I followed her train of thought well enough—or thought I did. “And the reason for the delay in killing Burtchell is because this person was incarcerated? Or somehow detained in a manner that kept him or her from reaching Burtchell until recently?”
“Maybe after Burtchell retired, the murderer wasn’t sure where he went.” Jamie shrugged, her free hand splayed. “It wasn’t like he was listed in any public phone book. Not that you people have many of those to begin with. It wasn’t until that bad storm, when he saved the ships, that he made national headlines.”
“Which would give his location away.” I had to admit, it made a certain amount of sense. “It gives us a wider suspect pool, to be sure. It’ll mean combing through his cases, whatever he worked on before he retired.”

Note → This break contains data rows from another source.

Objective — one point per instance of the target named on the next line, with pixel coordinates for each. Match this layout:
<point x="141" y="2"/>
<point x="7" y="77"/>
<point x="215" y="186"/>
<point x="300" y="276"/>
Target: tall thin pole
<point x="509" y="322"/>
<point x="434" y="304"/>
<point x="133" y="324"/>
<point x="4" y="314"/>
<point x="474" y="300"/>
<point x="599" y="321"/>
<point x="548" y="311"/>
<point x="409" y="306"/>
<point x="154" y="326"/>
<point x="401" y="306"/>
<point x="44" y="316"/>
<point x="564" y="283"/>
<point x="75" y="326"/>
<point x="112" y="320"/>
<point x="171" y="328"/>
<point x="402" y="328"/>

Jamie deadpanned, “Yay, more archive digging.”
“Might I remind you this is your idea?”
“It doesn’t mean I have to be happy with my idea. Even if I think it’s the only path forward. You know we can’t leave this one unsolved. There will be a riot.”
“Yes, truly.” I saw a taxi pull to the curb with a vacant sign popped up on top of the roof and flagged it down. If I didn’t have to walk in this muggy, abominably hot weather, all the better. “Then I suppose after lunch we should change and get back to work. It’ll take the course of several days to research everything and track people down.”